Nutrition Facts : Calories 138.2 calories, Carbohydrate 23.4 g, Fat 1.6 g, Fiber 6.3 g, Protein 9.8 g, SaturatedFat 0.2 g, Sodium 280.8 mg, Sugar 4.6 g
VEGETARIAN CHILI VERDE
Green chili, veganized! This recipe cost me $11.09 to make. That's only $1.39/serving! See my blog post here: http://veganomics101.wordpress.com/2012/01/11/chili-verde/
Provided by Prose
Categories Peppers
Time 8h10m
Yield 8 serving(s)
Number Of Ingredients 13
Steps:
- Easy: throw everything except the quinoa into your slow cooker. Cook on low for 6-7 hours or high for 3-4 hours.
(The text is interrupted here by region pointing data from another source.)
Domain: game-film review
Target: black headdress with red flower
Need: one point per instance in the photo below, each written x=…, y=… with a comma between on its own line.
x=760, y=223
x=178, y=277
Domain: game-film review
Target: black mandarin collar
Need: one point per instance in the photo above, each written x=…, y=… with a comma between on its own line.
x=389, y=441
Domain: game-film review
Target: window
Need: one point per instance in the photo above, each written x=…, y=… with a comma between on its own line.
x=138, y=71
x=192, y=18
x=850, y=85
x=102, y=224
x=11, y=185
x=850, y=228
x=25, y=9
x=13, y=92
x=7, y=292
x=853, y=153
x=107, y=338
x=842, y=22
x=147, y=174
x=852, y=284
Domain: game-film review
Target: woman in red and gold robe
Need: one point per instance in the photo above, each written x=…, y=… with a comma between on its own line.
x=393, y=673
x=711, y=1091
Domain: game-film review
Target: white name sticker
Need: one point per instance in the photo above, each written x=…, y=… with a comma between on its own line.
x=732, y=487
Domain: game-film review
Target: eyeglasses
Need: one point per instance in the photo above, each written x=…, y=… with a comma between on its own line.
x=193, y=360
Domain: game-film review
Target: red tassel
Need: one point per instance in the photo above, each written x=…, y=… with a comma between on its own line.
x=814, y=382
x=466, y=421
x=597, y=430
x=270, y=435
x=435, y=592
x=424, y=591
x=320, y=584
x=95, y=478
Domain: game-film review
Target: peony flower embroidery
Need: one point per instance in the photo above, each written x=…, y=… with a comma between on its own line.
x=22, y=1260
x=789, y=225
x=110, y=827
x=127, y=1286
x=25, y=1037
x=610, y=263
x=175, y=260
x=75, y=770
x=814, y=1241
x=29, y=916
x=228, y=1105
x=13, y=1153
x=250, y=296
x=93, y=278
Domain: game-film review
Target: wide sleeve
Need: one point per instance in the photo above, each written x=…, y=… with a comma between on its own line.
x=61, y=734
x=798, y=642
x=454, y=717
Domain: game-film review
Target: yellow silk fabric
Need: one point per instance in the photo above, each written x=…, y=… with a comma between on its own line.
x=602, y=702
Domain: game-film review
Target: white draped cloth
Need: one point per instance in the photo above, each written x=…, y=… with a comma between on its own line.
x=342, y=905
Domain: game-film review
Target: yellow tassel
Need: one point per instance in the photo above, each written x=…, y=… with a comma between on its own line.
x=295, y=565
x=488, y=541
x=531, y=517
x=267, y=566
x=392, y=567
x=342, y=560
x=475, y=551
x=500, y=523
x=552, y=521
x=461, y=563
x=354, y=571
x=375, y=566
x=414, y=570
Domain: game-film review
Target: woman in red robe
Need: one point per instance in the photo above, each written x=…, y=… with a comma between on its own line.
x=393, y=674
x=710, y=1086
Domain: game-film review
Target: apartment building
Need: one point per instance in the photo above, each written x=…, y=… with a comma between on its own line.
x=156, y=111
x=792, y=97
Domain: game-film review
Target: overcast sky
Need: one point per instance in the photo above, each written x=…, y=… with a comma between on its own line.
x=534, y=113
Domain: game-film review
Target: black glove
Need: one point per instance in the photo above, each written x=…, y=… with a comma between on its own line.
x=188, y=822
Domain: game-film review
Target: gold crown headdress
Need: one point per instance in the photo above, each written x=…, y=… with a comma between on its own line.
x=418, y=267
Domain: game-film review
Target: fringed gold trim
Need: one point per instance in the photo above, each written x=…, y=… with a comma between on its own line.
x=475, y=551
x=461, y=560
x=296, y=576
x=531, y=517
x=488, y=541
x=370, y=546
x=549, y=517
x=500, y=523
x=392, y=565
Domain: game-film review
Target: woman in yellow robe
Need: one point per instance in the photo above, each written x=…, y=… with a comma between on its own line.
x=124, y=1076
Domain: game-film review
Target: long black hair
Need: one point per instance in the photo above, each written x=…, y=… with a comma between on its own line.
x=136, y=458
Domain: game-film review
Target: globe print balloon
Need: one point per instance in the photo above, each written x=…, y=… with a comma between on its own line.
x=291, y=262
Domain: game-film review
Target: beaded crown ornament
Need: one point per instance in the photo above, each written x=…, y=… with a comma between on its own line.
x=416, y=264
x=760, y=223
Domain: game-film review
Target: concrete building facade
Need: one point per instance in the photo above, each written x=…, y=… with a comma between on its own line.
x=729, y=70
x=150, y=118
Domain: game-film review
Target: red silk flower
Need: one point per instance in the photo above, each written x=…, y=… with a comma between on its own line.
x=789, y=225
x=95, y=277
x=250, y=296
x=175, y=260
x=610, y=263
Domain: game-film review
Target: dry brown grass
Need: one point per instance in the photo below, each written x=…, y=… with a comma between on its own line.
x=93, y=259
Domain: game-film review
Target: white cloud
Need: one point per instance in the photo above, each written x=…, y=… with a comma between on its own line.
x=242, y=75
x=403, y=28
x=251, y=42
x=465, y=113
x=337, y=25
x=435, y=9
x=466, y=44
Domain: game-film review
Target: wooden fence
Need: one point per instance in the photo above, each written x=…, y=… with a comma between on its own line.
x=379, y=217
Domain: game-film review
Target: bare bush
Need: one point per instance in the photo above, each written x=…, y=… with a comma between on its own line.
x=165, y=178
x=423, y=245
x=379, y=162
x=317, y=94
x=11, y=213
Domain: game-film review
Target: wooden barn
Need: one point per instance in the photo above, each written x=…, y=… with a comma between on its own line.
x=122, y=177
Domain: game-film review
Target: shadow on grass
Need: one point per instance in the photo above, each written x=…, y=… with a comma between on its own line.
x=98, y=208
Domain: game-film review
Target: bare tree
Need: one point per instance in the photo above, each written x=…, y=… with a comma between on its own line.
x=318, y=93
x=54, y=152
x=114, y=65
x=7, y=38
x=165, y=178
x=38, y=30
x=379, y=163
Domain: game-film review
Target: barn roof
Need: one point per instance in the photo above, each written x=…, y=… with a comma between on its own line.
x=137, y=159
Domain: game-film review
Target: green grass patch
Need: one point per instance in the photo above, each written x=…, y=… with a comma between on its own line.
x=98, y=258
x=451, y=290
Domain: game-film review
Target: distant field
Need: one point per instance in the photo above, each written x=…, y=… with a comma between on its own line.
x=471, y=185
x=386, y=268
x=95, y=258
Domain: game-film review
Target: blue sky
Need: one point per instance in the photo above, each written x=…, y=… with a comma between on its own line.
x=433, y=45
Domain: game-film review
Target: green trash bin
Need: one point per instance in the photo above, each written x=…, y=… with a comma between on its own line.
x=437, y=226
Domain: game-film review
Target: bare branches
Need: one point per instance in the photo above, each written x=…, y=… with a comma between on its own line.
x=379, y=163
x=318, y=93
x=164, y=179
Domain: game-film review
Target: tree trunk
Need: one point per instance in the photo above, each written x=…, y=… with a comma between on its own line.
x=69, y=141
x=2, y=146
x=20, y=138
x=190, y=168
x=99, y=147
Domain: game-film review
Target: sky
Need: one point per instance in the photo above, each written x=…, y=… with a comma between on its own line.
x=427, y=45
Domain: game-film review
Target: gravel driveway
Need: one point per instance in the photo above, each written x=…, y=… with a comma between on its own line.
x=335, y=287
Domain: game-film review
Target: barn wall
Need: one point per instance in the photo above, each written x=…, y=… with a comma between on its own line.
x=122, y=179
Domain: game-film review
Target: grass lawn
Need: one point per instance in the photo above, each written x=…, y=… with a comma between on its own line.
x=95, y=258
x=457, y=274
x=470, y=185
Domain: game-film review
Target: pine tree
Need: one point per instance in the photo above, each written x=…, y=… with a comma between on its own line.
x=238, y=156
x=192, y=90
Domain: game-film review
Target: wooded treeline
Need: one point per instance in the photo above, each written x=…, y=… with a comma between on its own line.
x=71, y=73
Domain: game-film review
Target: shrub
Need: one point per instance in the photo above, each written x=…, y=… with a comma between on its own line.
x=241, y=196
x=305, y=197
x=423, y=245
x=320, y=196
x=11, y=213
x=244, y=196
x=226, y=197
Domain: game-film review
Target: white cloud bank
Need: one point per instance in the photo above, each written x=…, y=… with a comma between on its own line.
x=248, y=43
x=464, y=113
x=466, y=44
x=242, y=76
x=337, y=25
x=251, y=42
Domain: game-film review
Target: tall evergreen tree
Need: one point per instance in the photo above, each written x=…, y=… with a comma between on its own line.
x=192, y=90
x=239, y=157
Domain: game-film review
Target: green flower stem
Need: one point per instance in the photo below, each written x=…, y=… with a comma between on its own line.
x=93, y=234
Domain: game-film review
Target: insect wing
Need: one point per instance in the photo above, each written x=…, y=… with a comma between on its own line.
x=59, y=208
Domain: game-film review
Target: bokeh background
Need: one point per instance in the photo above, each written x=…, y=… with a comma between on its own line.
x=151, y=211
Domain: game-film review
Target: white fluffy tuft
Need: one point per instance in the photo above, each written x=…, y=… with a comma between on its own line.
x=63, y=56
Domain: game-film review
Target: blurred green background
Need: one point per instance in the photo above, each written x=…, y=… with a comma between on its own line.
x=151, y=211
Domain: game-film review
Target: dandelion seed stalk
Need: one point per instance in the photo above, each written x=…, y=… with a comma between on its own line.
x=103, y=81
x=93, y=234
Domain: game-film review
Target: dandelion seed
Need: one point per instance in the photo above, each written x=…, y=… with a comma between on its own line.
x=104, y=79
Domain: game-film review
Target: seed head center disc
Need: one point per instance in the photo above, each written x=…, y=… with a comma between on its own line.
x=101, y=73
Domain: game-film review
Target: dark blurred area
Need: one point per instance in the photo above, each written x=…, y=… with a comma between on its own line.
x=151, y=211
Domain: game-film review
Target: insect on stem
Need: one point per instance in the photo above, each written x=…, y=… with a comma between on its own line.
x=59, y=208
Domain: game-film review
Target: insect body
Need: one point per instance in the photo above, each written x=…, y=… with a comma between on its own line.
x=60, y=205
- Add quinoa and let it cook for another hour.
- Feel free to garnish it with fresh cilantro, lime juice, crushed tortilla chips, Tofutti sour cream, etc.
Nutrition Facts : Calories 226.2, Fat 2.7, SaturatedFat 0.4, Sodium 304.8, Carbohydrate 43.2, Fiber 8.5, Sugar 7.4, Protein 11.2
Tips:
- Soak the tomatillos and chiles: Soaking the tomatillos and chiles in hot water for 30 minutes helps to soften them and release their flavor.
- Roast the tomatillos and chiles: Roasting the tomatillos and chiles in the oven adds a smoky flavor to the chili.
- Use a variety of chiles: Using a variety of chiles, such as Anaheim, poblano, and jalapeño, gives the chili a complex flavor.
- Don't overcrowd the pot: When cooking the chili, don't overcrowd the pot. This will prevent the chili from cooking evenly.
- Simmer the chili for at least 30 minutes: Simmering the chili for at least 30 minutes allows the flavors to meld and develop.
- Serve the chili with your favorite toppings: Serve the chili with your favorite toppings, such as sour cream, avocado, cilantro, and salsa.
Conclusion:
Vegan chili verde is a delicious and versatile dish that can be enjoyed by people of all ages. It is a great source of protein, fiber, and vitamins. This chili is also a good way to use up leftover vegetables. With its complex flavor and variety of toppings, vegan chili verde is sure to be a hit at your next gathering.